A next-generation vehicle driving simulator has been developed by AB Dynamics, which is intended to reduce development times and costs. According to the company, the ‘advanced Vehicle Driving Simulator’ (aVDS) offers reduced latency and increased frequency response compared to alternative systems, which allows more test, development and calibration tasks to be completed without a prototype vehicle.
“With a proliferation of new models and new technologies, pressure on time and budgets continues to grow. Vehicle dynamics simulators help to address these challenges by providing engineers with the physical experience of driving a vehicle but in the repeatable environment of a laboratory,” stated Dr Adrian Simms, business manager for laboratory test systems at AB Dynamics.
“Until now, the range of applications has been constrained by the physics of the motion platform, which has generally limited simulator use to human machine interface and ergonomic studies. The high performance required for vehicle dynamics applications has not been available,” added Simms.
“Our new approach advances performance to a degree that allows much more to be achieved, extending the range of applications into many other functions that would traditionally have required a prototype vehicle,” continued Simms. “We believe that this is the first system to offer a high-resolution, fully-representative driving experience, making it the first true vehicle driving simulator.”
How the technology works
The simulator uses a motion platform and motion control techniques designed by Williams in its Formula 1 operations, with immersive digital content provided by software supplier, rFpro.
According to AB Dynamics, by providing precise on-time cueing (audio, visual, haptic and vestibular), the aVDS immerses the driver in the experience, creating the impression of driving. A high excursion capability ensures plenty of travel for effective motion cueing, enhancing the impression of changes in speed and direction. Low latency ensures that all the driver’s senses are cued at precisely the right time. As well as increasing the realistic feel of the drive, this also helps to eliminate motion sickness that can be felt in some systems.
The company adds that the unique arrangement of the motion platform means that consistently high frequency response is achieved throughout the full range of travel. This ensures accurate simulation of vehicle attributes, including ride quality and steering feel, wherever the moving platform goes.
According to AB Dynamics, there are problems with rival systems. For example, where a hexapod architecture is used, impressive travel in one axis can hide limited excursion in combined directions. Systems with additional mechanisms to overcome this inherent limitation will have higher mass and inertia, which is detrimental to the simulator’s performance.

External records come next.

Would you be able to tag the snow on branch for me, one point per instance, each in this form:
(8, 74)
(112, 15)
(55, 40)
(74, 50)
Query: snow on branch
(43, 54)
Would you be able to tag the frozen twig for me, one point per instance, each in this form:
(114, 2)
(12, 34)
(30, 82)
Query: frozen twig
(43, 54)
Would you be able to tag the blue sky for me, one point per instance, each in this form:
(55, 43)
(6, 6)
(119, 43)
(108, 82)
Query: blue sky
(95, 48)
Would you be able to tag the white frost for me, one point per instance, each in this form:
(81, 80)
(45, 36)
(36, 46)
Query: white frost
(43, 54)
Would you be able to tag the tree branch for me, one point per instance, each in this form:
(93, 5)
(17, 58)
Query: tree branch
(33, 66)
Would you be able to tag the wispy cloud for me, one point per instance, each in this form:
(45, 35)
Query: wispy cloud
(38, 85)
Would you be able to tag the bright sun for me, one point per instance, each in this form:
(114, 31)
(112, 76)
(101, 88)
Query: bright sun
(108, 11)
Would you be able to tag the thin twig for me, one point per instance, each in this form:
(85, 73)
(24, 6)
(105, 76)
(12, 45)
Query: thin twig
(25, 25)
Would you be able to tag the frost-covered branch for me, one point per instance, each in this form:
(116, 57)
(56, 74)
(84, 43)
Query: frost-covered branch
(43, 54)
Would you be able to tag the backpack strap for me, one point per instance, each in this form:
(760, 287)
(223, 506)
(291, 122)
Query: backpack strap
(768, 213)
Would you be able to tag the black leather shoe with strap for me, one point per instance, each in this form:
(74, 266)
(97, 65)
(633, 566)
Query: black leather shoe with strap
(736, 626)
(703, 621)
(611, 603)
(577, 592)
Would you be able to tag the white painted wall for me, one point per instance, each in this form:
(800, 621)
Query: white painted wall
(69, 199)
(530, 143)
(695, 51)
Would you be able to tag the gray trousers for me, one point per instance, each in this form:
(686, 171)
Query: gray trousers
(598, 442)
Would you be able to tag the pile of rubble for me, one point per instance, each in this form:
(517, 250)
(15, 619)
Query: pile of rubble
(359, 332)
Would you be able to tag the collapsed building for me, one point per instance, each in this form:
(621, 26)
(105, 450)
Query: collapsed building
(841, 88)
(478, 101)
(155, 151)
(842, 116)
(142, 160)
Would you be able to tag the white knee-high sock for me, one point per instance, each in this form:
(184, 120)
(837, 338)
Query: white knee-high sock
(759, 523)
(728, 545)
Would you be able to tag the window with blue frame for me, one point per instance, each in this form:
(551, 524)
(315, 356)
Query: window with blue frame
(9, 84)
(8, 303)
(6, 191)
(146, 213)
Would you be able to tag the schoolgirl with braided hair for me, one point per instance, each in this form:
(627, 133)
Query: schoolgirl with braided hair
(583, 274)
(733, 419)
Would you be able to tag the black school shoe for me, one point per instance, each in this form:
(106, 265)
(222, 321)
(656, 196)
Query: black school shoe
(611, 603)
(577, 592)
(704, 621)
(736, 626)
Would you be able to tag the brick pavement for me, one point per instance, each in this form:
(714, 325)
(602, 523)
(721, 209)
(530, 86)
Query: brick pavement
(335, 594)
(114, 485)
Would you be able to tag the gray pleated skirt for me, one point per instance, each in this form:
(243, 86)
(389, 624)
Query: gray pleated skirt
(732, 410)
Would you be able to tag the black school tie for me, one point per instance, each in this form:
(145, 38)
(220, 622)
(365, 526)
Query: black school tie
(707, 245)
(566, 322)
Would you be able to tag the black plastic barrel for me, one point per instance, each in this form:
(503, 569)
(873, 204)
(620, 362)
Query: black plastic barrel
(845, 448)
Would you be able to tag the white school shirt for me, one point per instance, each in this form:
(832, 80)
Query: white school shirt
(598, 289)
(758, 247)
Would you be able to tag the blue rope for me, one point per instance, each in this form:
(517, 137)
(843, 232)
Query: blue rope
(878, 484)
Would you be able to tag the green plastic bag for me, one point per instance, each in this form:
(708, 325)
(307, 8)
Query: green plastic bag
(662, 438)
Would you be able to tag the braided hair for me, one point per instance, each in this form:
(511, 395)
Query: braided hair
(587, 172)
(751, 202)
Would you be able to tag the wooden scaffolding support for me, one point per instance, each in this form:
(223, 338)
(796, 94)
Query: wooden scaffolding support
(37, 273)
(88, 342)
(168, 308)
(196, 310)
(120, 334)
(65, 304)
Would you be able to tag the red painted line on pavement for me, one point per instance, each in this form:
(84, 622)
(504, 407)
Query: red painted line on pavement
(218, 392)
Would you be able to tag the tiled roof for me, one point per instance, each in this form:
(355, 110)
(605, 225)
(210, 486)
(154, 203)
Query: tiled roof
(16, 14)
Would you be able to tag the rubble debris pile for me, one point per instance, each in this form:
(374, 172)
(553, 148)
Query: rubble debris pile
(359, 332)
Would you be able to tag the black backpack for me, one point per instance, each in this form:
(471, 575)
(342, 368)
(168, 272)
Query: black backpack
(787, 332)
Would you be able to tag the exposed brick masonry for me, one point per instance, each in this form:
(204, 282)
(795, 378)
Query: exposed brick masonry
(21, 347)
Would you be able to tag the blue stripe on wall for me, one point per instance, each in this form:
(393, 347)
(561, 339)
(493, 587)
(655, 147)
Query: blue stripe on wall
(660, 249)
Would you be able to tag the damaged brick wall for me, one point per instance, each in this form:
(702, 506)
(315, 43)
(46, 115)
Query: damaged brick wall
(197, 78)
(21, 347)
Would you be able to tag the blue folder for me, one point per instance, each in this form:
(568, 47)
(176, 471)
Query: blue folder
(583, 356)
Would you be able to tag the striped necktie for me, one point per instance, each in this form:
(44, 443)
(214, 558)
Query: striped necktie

The AB Dynamics system solves these problems by mounting a vehicle cockpit on four identical ‘wedge’ actuator modules mounted on two parallel rails. Quiet and lightweight linear motors control both the height of the platform on the wedge and the position of the wedge on the rail. The platform is cleverly designed with angled sides. It is moved backwards and forwards by changing the distance between the wedges on each rail. Turning the platform is achieved by moving the front and rear actuator pairs in opposite directions along the rails. Heave, pitch and roll are controlled by moving the wedges independently to lift or lower the platform at each corner.
A large radius screen wraps around the installation to provide an immersive driving environment. Software from rFpro provides high definition graphics and audio, including high frequency input to replicate measured road textures. A library of rFpro proving ground and public road models already exists and can be supplemented with bespoke LIDAR scans of test routes. The rFpro software wraps around all the mainstream vehicle modelling tools and integrates programmable traffic modules, including additional robot or human drivers occupying the same environment, making it ideal for the development of ADAS.
The high payload capability allows a full vehicle front-end and cockpit module to be mounted on the motion platform, or alternatively a carbon composite cockpit can be specified.
AB Dynamics’ CTO, Dr Stephen Neads, stated the aVDS is the first step in a vision that will bridge the gap between objective and subjective testing, and which provides a link between computer-based simulation, laboratory-based simulation and whole vehicle testing both in the laboratory and on the test track. “The aVDS works very effectively as a stand-alone product, but can also be the central tool in a suite of test and development systems that increase correlation, reduce timescales and simplify development programs.”